# New arbor for Jacobs drill chuck



## Ischgl99 (Sep 6, 2021)

I got a Jacobs 1B drill chuck (0-1/4") with my mill when I bought it, but didn't have a key that small to use it, so it sat on the shelf for years.  I finally got tired of using the bigger chuck and got around to getting a key and decided to replace the sloppy arbor the previous owner made with something that fit better.  

The first photo shows what was on there, a threaded stud with a straight section and an aluminum sleeve.  The sleeve threaded into the stud and was supposed to register on the smooth section of the stud, but the gap was so big, I couldn't imagine it did any good.  I never tested it, but probably should have to see how bad it was.


I decided to machine an arbor with the 5/16-24 threads and a 1/2" section to mount in the collet.  The back side of the drill chuck has a recess at about the major diameter of the threads, so I machined a register there, the thread groove, and the 5/16-24 threads.  If I was smart, I would have taken some photos while I was machining it, but didn't think of that until I was done.
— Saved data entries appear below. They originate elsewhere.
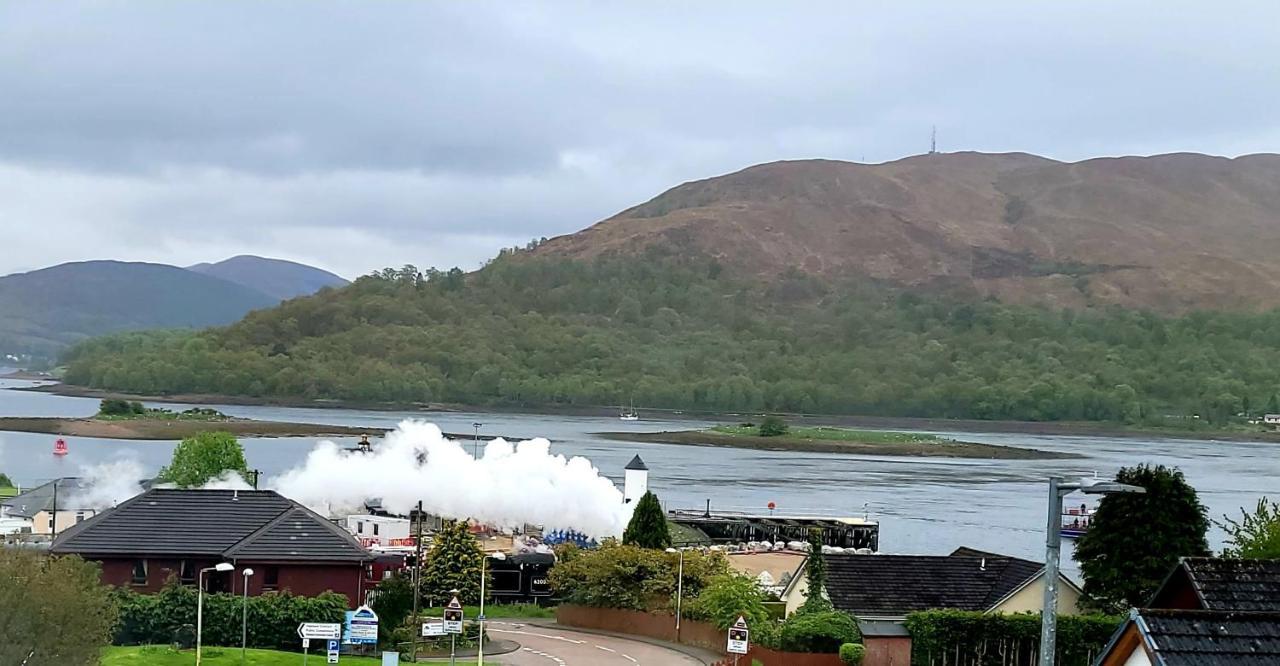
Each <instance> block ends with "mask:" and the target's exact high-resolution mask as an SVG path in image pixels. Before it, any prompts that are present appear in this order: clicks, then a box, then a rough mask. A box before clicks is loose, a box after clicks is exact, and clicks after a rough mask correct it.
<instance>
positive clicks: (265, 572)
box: [262, 566, 280, 589]
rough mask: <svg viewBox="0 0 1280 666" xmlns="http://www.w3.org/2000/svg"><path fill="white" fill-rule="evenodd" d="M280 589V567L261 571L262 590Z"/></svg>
mask: <svg viewBox="0 0 1280 666" xmlns="http://www.w3.org/2000/svg"><path fill="white" fill-rule="evenodd" d="M279 587H280V567H278V566H268V567H266V569H265V570H264V571H262V589H276V588H279Z"/></svg>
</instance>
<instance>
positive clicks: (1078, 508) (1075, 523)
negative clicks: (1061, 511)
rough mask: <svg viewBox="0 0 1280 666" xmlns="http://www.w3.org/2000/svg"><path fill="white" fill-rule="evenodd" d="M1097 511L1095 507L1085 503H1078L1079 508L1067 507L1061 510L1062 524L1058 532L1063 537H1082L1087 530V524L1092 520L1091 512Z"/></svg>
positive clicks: (1062, 537)
mask: <svg viewBox="0 0 1280 666" xmlns="http://www.w3.org/2000/svg"><path fill="white" fill-rule="evenodd" d="M1094 512H1097V510H1096V508H1089V507H1088V506H1087V505H1080V506H1079V508H1068V510H1065V511H1062V526H1061V529H1060V530H1059V534H1061V535H1062V538H1064V539H1079V538H1080V537H1084V533H1087V532H1089V524H1091V523H1092V521H1093V514H1094Z"/></svg>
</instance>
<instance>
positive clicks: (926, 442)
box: [712, 425, 950, 444]
mask: <svg viewBox="0 0 1280 666" xmlns="http://www.w3.org/2000/svg"><path fill="white" fill-rule="evenodd" d="M712 432H714V433H721V434H732V435H739V437H759V435H760V432H759V429H758V428H756V426H754V425H753V426H746V425H717V426H714V428H712ZM780 437H783V438H786V439H824V441H829V442H865V443H869V444H919V443H931V442H950V439H946V438H943V437H938V435H936V434H923V433H884V432H879V430H854V429H850V428H832V426H829V425H817V426H813V428H791V429H788V430H787V434H783V435H780Z"/></svg>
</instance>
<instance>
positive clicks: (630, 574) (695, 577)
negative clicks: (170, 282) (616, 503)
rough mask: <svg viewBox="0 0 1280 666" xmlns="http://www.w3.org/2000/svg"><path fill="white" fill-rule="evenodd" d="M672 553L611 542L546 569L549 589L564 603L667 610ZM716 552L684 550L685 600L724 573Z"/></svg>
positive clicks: (622, 607)
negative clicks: (566, 560)
mask: <svg viewBox="0 0 1280 666" xmlns="http://www.w3.org/2000/svg"><path fill="white" fill-rule="evenodd" d="M676 565H677V555H675V553H667V552H663V551H655V549H652V548H640V547H639V546H623V544H620V543H617V542H614V540H605V543H604V544H603V546H602V547H600V548H596V549H594V551H581V552H579V553H577V556H575V557H573V558H572V560H570V561H563V562H558V564H557V565H556V566H554V567H552V571H550V584H552V589H553V590H556V593H557V594H558V596H559V597H561V599H563V601H564V602H566V603H576V605H580V606H595V607H602V608H631V610H635V611H654V610H673V608H675V599H676ZM727 573H728V561H727V560H726V558H724V556H723V555H722V553H718V552H716V553H707V555H704V553H700V552H695V551H687V552H685V590H684V592H685V599H690V598H695V597H698V596H699V594H700V593H701V590H703V588H705V587H707V584H708V583H709V581H710V579H712V578H714V576H717V575H721V574H727Z"/></svg>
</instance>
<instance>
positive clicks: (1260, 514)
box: [1216, 497, 1280, 560]
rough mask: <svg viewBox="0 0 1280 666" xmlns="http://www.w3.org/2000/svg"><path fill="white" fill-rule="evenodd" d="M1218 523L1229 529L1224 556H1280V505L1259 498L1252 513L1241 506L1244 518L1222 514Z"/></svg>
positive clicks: (1224, 531)
mask: <svg viewBox="0 0 1280 666" xmlns="http://www.w3.org/2000/svg"><path fill="white" fill-rule="evenodd" d="M1216 525H1217V526H1219V528H1221V529H1222V530H1224V532H1226V548H1224V549H1222V557H1243V558H1247V560H1274V558H1280V505H1276V503H1275V502H1268V501H1267V498H1266V497H1263V498H1261V499H1258V506H1257V507H1256V508H1254V510H1253V512H1252V514H1249V512H1248V511H1245V510H1244V508H1243V507H1242V508H1240V520H1235V519H1233V517H1230V516H1222V521H1220V523H1217V521H1216Z"/></svg>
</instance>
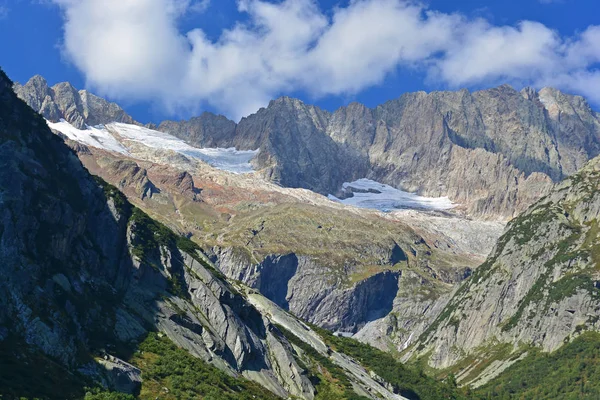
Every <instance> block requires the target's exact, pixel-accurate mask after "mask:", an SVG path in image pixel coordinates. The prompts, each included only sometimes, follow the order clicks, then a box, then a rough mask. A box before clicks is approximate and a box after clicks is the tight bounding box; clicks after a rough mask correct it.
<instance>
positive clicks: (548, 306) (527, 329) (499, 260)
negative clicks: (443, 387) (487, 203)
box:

The picture shows some sanding marks, but you can't really see it in person.  I installed this new arbor and checked the runout using a spotting drill that I assumed was fairly round and came up with 0.0027", better than I expected!  The back of the chuck was a bit rough and I probably should take a clean up cut on it, but I'm afraid I might screw something up and make the runout worse, so for now I am going to leave it.  Below is the final assembly.


----------



## MrWhoopee (Sep 6, 2021)

I had a similar chuck that I salvaged off an electric drill. I put a 3/8" shank on it and made a 1/2" OD sleeve for the shank. Makes a nice sensitive drill chuck.


----------



## Ischgl99 (Sep 7, 2021)

I was thinking of going with 3/8”, but used 1/2” since I assumed I would be using the drill after using the edge finder that is 1/2”.  Time will tell if a smaller shank and a sleeve would be better, but it’s easy enough to make another one if so.


----------